Impact of intermittent cold exposure on function of brown/white adipose tissue and metabolic consequences of obesity

The molecular pathogenesis of obesity-associated dyslipidaemia, insulin resistance and non-alcoholic fatty liver disease (NAFLD) is not fully understood. An imbalance of hepatic export and synthesis of free fatty acids and triglycerides in the setting of insulin resistance leads to macrovesicular and microvesicular steatosis. A final common pathway of hepatocellular damage involves inflammatory cells, cytokine release and the activation of fibrogenic effector cells, leading to fibrosis which is the main outcome determinant. Lifestyle change is the only proven effective treatment for paediatric NAFLD, but is only 30% successful at disease reversal; therefore, new interventions are needed. Children/young people (CYP) with NAFLD are an excellent population in which to study underlying mechanisms and interventions to correct disease progression as they are largely unaffected by other environmental influences, e.g. alcohol.
Evidence that brown adipose tissue (BAT) activation causes weight loss, improved lipids/glycaemia in mice/humans. BAT uses nutrients to produce heat via the action of uncoupling protein-1 (UCP1) in response to cold and feeding. Furthermore, regions of WAT can be induced to gain the molecular and functional characteristics of BAT, termed 'browning', resulting in increased thermogenic capacity. BAT is increasingly recognised as an endocrine organ mediating crosstalk with other organs, thereby altering whole body metabolism. However, comparatively little is known about how obesity and sex affect BAT function.

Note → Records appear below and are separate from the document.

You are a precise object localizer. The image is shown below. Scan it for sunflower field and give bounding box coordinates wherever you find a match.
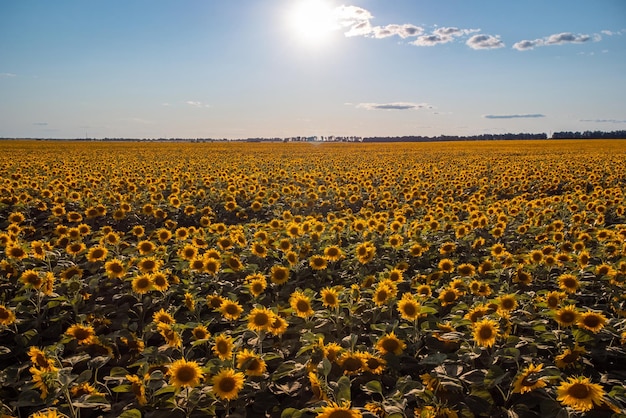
[0,140,626,418]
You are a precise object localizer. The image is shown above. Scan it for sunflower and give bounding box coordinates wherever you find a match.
[437,258,454,273]
[150,271,170,292]
[28,408,67,418]
[324,245,344,261]
[104,258,126,279]
[167,359,203,388]
[237,348,267,376]
[269,315,289,336]
[65,324,96,344]
[157,322,183,348]
[27,346,57,372]
[513,363,546,394]
[557,274,580,293]
[0,305,15,326]
[246,275,267,298]
[316,402,363,418]
[219,299,243,321]
[473,319,498,347]
[137,257,163,274]
[213,334,234,360]
[337,351,365,375]
[320,287,339,308]
[556,376,604,412]
[496,294,517,313]
[87,245,109,263]
[438,287,459,306]
[152,308,176,325]
[554,305,580,327]
[376,331,406,356]
[309,255,328,270]
[578,311,608,333]
[456,263,476,277]
[289,290,315,318]
[397,293,420,321]
[132,274,154,295]
[248,307,276,332]
[363,353,387,374]
[554,343,587,369]
[355,241,376,264]
[126,374,148,405]
[211,368,245,401]
[270,265,289,285]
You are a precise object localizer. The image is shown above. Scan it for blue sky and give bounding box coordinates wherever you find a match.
[0,0,626,139]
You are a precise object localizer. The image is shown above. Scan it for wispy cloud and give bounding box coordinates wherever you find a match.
[580,119,626,123]
[412,27,480,46]
[465,34,505,49]
[513,32,602,51]
[373,23,424,39]
[483,113,546,119]
[185,100,209,107]
[356,102,433,110]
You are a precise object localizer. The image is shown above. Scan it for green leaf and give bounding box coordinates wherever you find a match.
[119,408,141,418]
[337,376,351,404]
[361,380,383,396]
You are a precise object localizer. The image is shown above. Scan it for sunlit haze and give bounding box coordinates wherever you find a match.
[0,0,626,139]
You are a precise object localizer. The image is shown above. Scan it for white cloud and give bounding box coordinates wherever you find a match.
[356,102,432,110]
[465,34,504,49]
[483,113,546,119]
[513,32,602,51]
[373,23,424,39]
[185,100,209,107]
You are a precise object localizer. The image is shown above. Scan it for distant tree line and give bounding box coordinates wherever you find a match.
[552,131,626,139]
[363,133,548,142]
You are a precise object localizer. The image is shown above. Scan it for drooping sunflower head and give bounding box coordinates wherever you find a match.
[167,359,203,388]
[556,376,605,412]
[376,331,406,356]
[212,368,245,401]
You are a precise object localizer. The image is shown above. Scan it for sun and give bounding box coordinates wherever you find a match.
[287,0,338,45]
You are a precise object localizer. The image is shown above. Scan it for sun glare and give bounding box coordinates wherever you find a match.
[287,0,337,45]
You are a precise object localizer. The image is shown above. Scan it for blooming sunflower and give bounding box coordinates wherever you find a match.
[248,307,276,332]
[376,331,406,356]
[152,308,176,325]
[212,368,245,401]
[309,255,328,270]
[316,402,363,418]
[132,274,154,295]
[513,363,546,394]
[126,374,148,405]
[473,319,498,347]
[237,348,267,376]
[397,293,420,321]
[578,311,608,333]
[557,274,580,293]
[289,290,315,318]
[219,299,243,321]
[167,359,203,388]
[87,245,109,263]
[65,324,96,344]
[270,265,289,285]
[320,287,339,308]
[104,258,126,279]
[337,351,365,375]
[213,334,234,360]
[554,305,580,327]
[0,305,15,326]
[556,376,604,412]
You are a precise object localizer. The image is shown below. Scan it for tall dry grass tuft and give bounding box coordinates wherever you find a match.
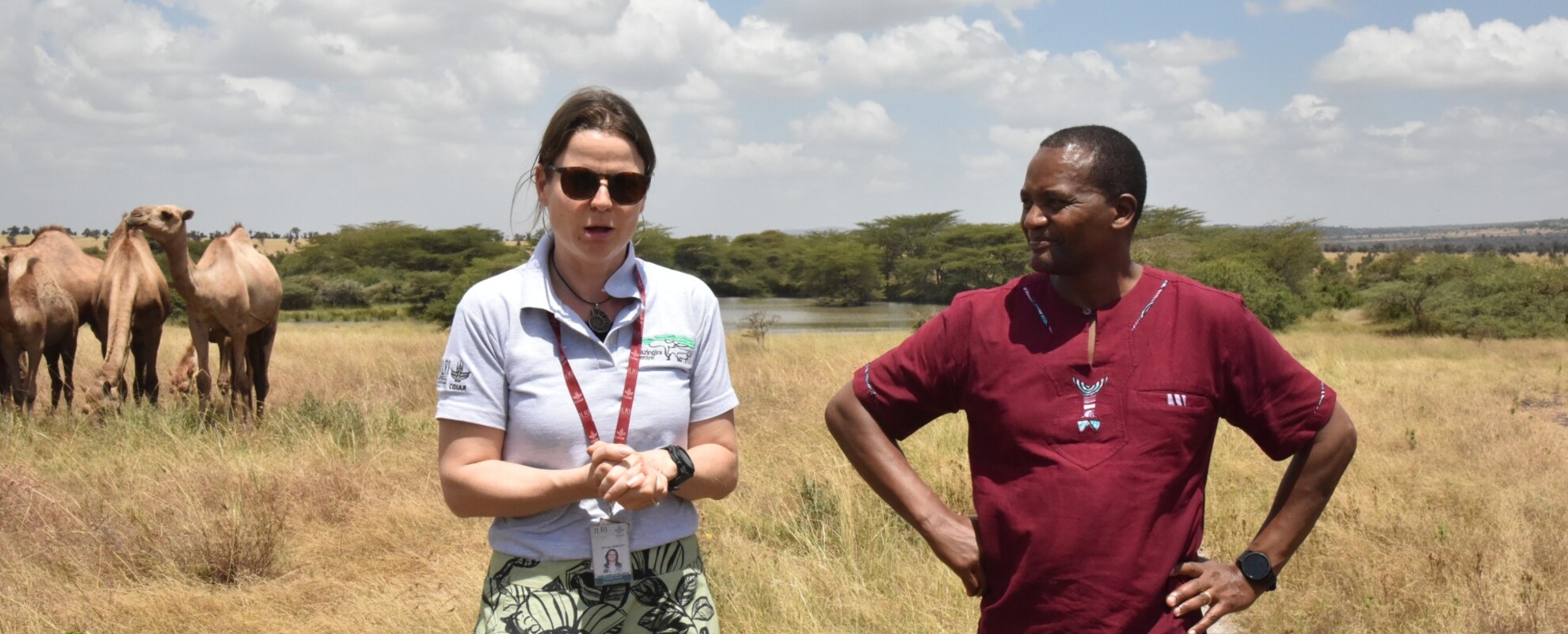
[9,314,1568,634]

Intermittent cold exposure (ICE) protocols activate BAT and improve glucose homeostasis in obese mice and humans, and thus may be useful in treating obesity-related disorders. In mice cold exposure alters hepatic lipid metabolism with reduced hepatic lipogenic gene expression, and upregulated bile acid synthesis via Cyp7a1, resulting in increased hepatic and faecal bile acid excretion. In humans, BAT activity is inversely related to hepatic fat content. However, there are no published studies in humans that have investigated the influence of intermittent cold exposure on hepatic steatosis. This will be the focus of this project. Paediatric populations have a significantly higher prevalence of BAT relative to adults. This makes increasing BAT activity an attractive target to reduce obesity and associated co-morbidities, e.g. NAFLD, in CYP.

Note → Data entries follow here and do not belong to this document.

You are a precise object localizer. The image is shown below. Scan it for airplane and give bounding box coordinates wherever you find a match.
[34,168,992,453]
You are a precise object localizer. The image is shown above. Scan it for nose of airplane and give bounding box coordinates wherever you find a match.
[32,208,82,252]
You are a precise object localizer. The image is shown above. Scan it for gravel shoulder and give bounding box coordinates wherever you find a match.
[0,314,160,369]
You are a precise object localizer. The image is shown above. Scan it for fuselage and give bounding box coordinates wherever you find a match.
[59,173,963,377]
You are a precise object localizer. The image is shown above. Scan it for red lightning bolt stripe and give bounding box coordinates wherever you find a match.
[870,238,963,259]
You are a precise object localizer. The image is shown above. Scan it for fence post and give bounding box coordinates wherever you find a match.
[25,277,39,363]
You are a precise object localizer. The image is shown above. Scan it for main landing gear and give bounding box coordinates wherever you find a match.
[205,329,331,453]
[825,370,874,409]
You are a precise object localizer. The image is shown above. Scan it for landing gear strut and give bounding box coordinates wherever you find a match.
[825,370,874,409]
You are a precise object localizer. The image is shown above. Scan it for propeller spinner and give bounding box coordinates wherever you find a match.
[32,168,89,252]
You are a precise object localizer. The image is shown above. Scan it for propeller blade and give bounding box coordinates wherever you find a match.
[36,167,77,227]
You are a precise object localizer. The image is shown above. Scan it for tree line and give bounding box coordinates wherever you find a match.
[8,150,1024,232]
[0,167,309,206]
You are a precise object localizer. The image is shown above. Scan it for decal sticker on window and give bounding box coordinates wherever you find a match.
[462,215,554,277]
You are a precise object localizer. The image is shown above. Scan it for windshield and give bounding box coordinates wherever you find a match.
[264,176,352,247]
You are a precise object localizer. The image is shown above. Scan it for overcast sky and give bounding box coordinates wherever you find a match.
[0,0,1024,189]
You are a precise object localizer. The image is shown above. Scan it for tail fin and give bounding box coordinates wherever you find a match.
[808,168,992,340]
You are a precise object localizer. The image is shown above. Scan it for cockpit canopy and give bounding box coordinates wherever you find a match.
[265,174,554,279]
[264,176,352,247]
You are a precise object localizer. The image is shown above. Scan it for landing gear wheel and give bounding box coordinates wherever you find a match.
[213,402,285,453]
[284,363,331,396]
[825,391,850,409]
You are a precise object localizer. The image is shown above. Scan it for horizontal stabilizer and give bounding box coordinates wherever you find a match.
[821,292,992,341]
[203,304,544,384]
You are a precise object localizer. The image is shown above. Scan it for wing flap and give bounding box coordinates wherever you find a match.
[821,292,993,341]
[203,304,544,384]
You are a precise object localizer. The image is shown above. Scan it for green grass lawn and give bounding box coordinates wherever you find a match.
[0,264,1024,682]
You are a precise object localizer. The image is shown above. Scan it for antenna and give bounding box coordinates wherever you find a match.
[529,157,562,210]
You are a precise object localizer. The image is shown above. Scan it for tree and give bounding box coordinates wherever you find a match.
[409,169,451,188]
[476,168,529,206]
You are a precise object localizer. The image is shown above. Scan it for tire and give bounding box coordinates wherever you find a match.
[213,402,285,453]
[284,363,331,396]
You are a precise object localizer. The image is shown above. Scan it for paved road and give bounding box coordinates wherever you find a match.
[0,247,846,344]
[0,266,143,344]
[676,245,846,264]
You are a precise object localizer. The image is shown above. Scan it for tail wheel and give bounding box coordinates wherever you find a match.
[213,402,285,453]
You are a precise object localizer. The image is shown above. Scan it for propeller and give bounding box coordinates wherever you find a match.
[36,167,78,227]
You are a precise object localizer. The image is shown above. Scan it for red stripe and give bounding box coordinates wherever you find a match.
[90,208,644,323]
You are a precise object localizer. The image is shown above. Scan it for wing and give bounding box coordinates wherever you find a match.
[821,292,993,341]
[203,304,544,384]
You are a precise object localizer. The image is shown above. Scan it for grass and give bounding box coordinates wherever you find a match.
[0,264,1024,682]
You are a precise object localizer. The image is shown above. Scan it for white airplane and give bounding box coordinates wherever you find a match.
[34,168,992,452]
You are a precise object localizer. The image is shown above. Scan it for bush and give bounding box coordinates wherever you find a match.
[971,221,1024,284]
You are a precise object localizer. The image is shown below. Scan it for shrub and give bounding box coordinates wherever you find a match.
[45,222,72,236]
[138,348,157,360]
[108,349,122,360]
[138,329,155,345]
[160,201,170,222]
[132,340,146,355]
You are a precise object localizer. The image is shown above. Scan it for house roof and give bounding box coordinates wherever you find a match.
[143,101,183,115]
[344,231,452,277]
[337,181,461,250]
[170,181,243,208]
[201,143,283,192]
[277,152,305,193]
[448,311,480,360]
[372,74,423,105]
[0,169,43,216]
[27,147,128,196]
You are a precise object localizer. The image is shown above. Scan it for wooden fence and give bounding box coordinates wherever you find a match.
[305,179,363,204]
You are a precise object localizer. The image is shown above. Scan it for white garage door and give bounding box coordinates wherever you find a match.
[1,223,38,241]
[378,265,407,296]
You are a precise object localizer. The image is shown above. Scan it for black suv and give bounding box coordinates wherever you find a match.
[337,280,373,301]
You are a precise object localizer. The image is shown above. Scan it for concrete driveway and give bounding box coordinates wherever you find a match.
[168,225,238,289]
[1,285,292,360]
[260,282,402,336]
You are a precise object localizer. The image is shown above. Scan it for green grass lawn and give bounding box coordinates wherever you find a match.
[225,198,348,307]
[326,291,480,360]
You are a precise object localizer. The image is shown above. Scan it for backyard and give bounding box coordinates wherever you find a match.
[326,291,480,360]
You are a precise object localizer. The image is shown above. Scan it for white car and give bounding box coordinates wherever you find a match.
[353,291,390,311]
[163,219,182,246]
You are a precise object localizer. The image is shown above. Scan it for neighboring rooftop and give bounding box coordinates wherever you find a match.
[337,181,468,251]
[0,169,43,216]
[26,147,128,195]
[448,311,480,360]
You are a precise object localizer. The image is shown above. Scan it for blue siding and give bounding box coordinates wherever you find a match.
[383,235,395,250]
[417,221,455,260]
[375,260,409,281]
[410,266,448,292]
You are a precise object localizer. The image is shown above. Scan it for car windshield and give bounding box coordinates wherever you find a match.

Murine studies have also demonstrated that cold exposure alters the composition of gut microbiota. When 'cold microbiota' are transplanted to germ-free mice, they promote WAT browning and improve insulin sensitivity, suggesting that one mechanism underlying ICE-mediated improvement in metabolic syndrome is modification of a microbiota-liver-BAT axis. This project will study the impact of ICE on gut microbiota and metabolites.
Our pilot data using a cooling jacket designed by Paxman Coolers Ltd, indicate that ICE activates BAT. We are currently designing novel MRI analysis protocols in collaboration with Professors Hajnal, Edwards, Price and Charles-Edwards (KCL/GSTT), and Thomas (Westminster University). The student will work with this team alongside clinical academics (Williamson and Dhawan) to study BAT/WAT/liver phenotypes in ICE exposed children/young people with NAFLD.
This project will address the hypothesis that intermittent cold exposure (ICE) actives brown adipose tissue and/or causes browning of white adipose tissue, and this approach can be used to treat adverse health outcomes in obesity-associated metabolic syndrome.
The primary research question is, 'What is the impact of intermittent cold exposure on metabolic consequences of obesity in young people with non-alcoholic fatty liver disease and in a diet-induced obesity mouse model.